Kendi politikalarımızla dizginleyemediğimiz cari işlemler açığı dış finansmandaki zorluklar nedeniyle dizginlenebilir. Ama, bu süreçte döviz kurlarındaki oynaklıklar arzulanmayan boyutlarda artabilir. Faizler istemesek de yükselebilir. Ekonomik büyüme hızla düşebilir. Kısacası, dış piyasaların dayatmasıyla oluşacak yeni dengeye uyum sert olabilir.

İŞE YARAYAN ÖNLEMLER GEREKECEK
Merkez Bankası'nın günlük döviz alım programında sembolik bir kısıntıya gitmesi bu çerçevede değerlendirildiğinde, olumsuz dış şartların devamı halinde, Merkez Bankası'nın yeni dengeye uyumu elden geldiğince yumuşatmaya çalışacağı anlaşılıyor. Döviz alım programı durdurulabilir, hatta döviz satım programı başlatılabilir. Döviz rezervlerini artırmaya yönelik eski olumlu ortam giderek bozulmaya başladı.

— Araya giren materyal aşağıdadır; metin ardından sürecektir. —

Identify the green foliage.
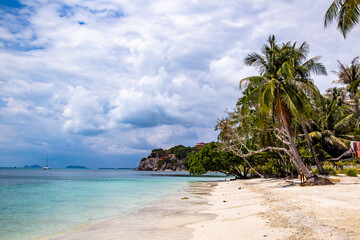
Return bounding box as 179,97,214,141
345,168,357,177
166,145,195,159
148,148,165,158
311,168,319,174
324,165,336,175
158,160,164,168
187,142,247,178
259,159,281,175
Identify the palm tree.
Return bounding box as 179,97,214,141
240,36,326,179
309,88,354,157
333,57,360,126
324,0,360,38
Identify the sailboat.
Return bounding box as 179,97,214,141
43,158,51,170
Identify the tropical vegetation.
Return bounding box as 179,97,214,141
324,0,360,38
188,36,360,184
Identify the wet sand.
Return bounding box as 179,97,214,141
47,177,360,240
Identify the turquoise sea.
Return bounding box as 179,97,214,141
0,169,224,240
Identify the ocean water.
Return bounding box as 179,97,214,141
0,169,224,240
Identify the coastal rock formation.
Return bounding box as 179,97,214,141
136,142,208,171
136,157,186,171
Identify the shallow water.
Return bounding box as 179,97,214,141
0,169,224,240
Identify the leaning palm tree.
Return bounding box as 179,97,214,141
240,36,326,179
333,57,360,126
324,0,360,38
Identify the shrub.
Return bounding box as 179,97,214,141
346,168,357,177
311,168,319,174
324,165,336,175
336,169,345,174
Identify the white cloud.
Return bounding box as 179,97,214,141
63,86,105,135
0,0,360,167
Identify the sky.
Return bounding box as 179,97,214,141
0,0,360,168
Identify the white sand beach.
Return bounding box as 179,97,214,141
47,177,360,240
188,177,360,240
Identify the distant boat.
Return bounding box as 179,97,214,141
43,158,51,170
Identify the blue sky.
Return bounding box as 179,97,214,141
0,0,360,168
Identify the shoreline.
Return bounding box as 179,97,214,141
187,177,360,240
46,181,218,240
45,177,360,240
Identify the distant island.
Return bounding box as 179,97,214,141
24,164,42,168
66,165,88,169
99,168,136,170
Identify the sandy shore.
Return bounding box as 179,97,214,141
187,177,360,240
46,177,360,240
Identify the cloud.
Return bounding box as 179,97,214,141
0,0,360,166
63,86,105,136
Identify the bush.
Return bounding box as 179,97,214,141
311,168,319,174
324,165,336,175
346,168,357,177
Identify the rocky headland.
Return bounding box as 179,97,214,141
136,143,204,171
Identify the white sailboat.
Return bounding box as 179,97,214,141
43,158,51,170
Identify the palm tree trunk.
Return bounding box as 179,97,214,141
353,96,360,127
280,114,315,179
300,121,326,174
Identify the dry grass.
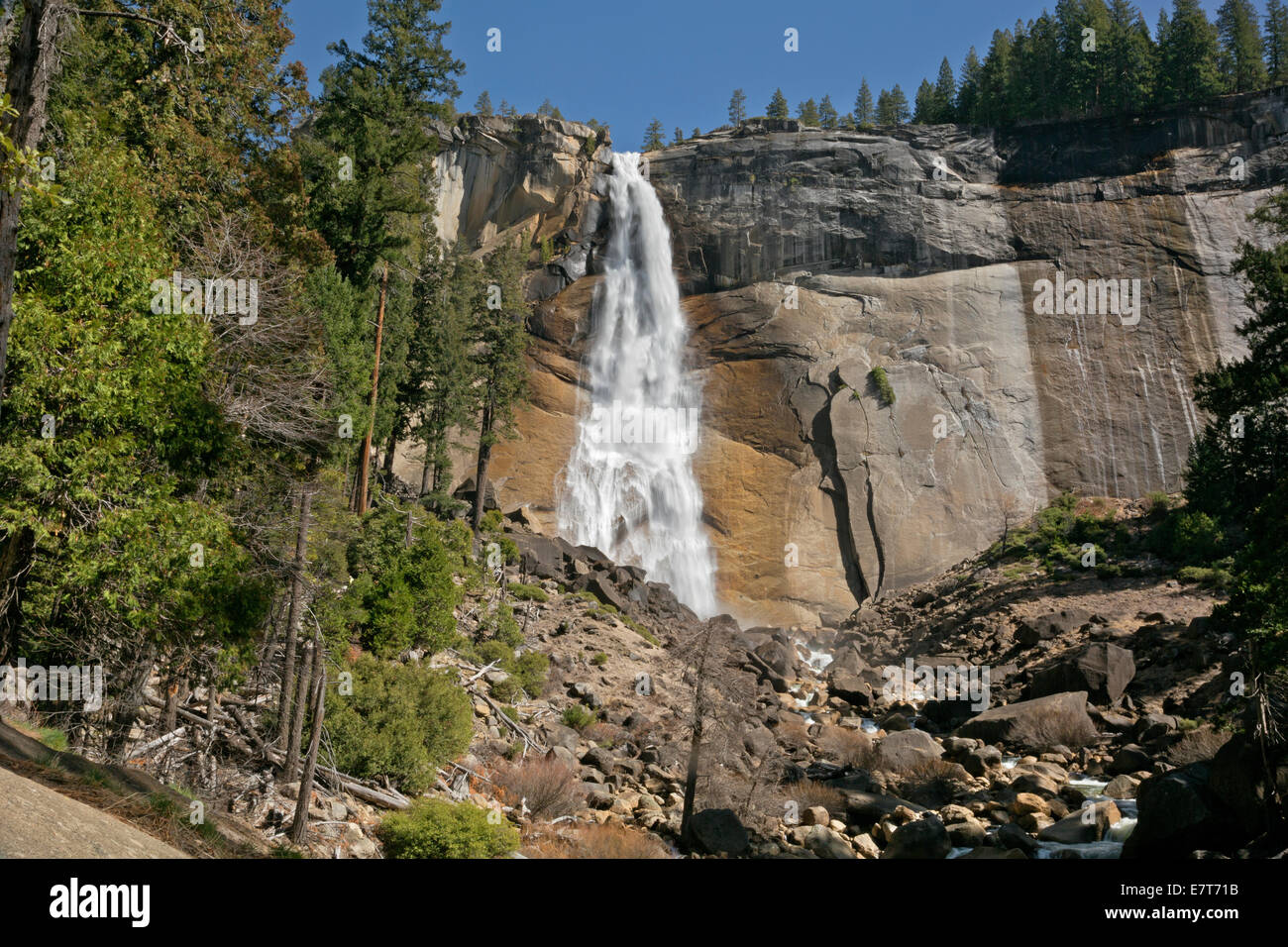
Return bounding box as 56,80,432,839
1008,708,1096,750
783,780,845,819
819,729,879,770
522,822,671,858
492,756,583,821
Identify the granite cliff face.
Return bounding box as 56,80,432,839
400,93,1288,625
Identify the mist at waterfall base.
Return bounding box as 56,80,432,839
558,152,716,618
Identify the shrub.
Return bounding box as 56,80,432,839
376,798,519,858
819,728,877,770
785,780,845,819
1010,708,1096,750
326,655,473,792
563,703,595,730
492,756,585,821
575,822,671,858
868,365,894,404
506,582,550,601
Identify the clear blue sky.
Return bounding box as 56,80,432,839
287,0,1265,151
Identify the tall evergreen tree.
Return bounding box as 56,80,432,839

Bozulan ortam kredi genişlemesini azaltabilir. Ekonomik büyüme arzulamadığımız düzeylere düşebilir. Dolayısıyla, ithalat talebi azalıp dış ticaret ve cari işlemler açığı dizginlenmiş görünümü verebilir. Ama, gerçekleşirse, bunların hiçbiri geçen yılın kasım ayından bu yana uygulamaya konan parasal önlemlerin sonucu değil. Aksine, Türkiye ekonomisine yönelik ortamın bozulmasının çok büyük bir nedeni işe yaramayan parasal önlemlerin devreye sokulmuş olmasıdır. Bozulan ortamda yeni dengenin mümkün olduğunca daha az sancılı olabilmesi için işe yarayan önlemlerin devreye girmesi kaçınılmaz olacaktır.